Ambiguity: The Administration’s New Weapon

Laws are inherently vague and, often, intentionally so. To many people, this is not surprising. In order to take into account the many forms in which a scenario can occur, when a law is written it is nearly impossible to determine how each expression should be used and what definitions should be applied in which cases. Core Blue, the abbreviated and “reformed” version of Phillip Academy’s Constitution — the Blue Book — perfectly models this ambiguity. Core Blue urges students to focus on growth and accountability, rather than the stress of expulsion or a permanent strike on their record, through the use of three levels of infractions instead of all infractions being major infractions. It is written on the fundamental basis that students will be given a fair opportunity to explain themselves when they make mistakes, the idea that they will be focusing on how to grow from the mistake, rather than the mistake itself. However, these  standards that we are told to uphold are written in broad categories that give the dean or disciplinary committee full agency to interpret based on ““impact, harm caused, and severity,” another set of obscure degrees. 

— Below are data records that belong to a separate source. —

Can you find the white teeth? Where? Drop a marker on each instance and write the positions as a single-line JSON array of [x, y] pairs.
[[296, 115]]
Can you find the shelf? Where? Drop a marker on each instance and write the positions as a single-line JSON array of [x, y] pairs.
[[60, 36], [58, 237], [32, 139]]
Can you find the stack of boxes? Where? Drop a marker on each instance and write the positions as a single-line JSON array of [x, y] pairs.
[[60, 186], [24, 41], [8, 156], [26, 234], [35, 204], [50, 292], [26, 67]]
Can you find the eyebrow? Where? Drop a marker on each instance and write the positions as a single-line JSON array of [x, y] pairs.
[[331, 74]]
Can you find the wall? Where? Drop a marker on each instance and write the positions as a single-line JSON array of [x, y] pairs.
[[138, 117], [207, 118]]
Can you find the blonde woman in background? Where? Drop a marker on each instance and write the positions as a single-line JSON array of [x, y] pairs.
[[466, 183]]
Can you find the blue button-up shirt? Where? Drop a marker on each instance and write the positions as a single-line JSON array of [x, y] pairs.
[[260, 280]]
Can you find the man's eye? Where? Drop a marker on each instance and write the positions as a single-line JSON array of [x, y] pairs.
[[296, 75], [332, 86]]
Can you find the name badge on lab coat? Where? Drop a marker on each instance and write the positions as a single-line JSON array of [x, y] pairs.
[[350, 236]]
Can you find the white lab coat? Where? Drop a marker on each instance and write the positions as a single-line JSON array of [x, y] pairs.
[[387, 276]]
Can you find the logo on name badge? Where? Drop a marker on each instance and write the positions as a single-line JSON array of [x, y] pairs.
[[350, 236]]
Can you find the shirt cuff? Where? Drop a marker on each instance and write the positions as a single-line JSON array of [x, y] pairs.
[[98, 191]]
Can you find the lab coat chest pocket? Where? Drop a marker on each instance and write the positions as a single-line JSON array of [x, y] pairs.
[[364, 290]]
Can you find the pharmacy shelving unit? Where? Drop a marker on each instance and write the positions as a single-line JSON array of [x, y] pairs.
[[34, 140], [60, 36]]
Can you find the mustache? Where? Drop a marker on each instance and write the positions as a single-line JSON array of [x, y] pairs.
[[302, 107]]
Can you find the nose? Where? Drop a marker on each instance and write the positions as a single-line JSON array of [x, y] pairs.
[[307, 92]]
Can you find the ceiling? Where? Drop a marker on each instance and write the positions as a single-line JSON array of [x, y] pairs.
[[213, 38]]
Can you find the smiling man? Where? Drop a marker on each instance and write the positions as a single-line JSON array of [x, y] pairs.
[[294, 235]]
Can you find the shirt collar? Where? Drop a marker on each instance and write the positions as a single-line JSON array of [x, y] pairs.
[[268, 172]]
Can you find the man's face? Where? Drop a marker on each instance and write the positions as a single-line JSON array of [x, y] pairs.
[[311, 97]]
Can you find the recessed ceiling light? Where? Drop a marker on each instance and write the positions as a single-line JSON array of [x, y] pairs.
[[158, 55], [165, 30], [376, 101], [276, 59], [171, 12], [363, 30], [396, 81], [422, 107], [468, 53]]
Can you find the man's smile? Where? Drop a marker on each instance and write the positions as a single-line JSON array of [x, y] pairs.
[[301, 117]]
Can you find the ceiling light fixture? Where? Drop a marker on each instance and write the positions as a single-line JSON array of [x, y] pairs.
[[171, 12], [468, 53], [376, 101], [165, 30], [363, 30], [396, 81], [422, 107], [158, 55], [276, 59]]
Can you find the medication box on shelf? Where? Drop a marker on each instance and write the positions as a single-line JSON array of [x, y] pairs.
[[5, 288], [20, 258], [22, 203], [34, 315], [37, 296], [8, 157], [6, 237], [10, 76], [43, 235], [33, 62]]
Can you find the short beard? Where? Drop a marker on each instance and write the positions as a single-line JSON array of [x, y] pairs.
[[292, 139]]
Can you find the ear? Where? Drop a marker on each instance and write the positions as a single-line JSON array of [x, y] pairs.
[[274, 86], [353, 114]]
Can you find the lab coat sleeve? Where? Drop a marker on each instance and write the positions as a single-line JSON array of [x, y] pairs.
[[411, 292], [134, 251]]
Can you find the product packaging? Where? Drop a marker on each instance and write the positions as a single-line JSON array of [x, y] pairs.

The lack of information that students are receiving through these vague laws gives administrators undue power. As students, all we are left with is the promise of equality, the pledge of protection, and the word of Phillips Academy. But how do we trust something that we, ourselves, can never fully understand? The ambiguity of the Core Blue violations involves two main dangers: one, it intrinsically harms students by failing to warn them of an offense, and two, it encourages arbitrary enforcement due to their call for immense interpretation.

During the meeting that took place before the Core Bue All-School Meeting (ASM), my dorm discussed the new Core Blue violations.  After we had gone through each level, the first thing that was said was not about how this new policy helps students feel safer and more protected, or how the system looks for growth instead of punishment, no. The first thing that was asked was: “what are we allowed to do?” The first emotion that was noticed was not joy or contentment. It was anxiety. It was fear. In an attempt to decrease the burden that disciplinary actions have on the student body, I fear Andover has only increased such stress. There is no longer any room between what can be qualified as an offense or what is admissible, and while that may be easier to enforce, it is not easier for those it is being enforced upon. This fact can not simply be hidden within the appearance of more reasonable sentences. 

Furthermore, in a system that lends itself so heavily to interpretation, it is hard to believe that everyone will be givenand I quote from Core Blue—“a fair and consistent response process.” Many of the violation categories in each level utilize the terms “misconduct,” “misuse,” or “harm,” which are all phrases that can be associated with multiple attributes that can not be measured simply off of common knowledge, attributes that, as I found out during last Thursday’s cluster meeting, the administration itself can not define. The administration seems to worry that specificity will give the students ways to find new loopholes, allowing students to argue that what they have done does not fall under a certain violation, but what about you, as the administration? How do we trust that you will wield this power with fairness, or better yet, how do we counter when we feel we have not been given a reasonable hearing?

It is true that I have not seen this new system in action. It is true that this system does have the potential to reform rather than simply penalize. However, besides the new terms and levels that appear to make this disciplinary system more centered around restorative justice, it sounds no more realistic than a pipe dream, a promise that can not be backed up. The ambiguity of Core Blue turns these violations into a guillotine that the administration can dangle over the student body’s headsa blade which they can manipulate whenever and however they wish. As a student, I can only hope that that doesn’t happen.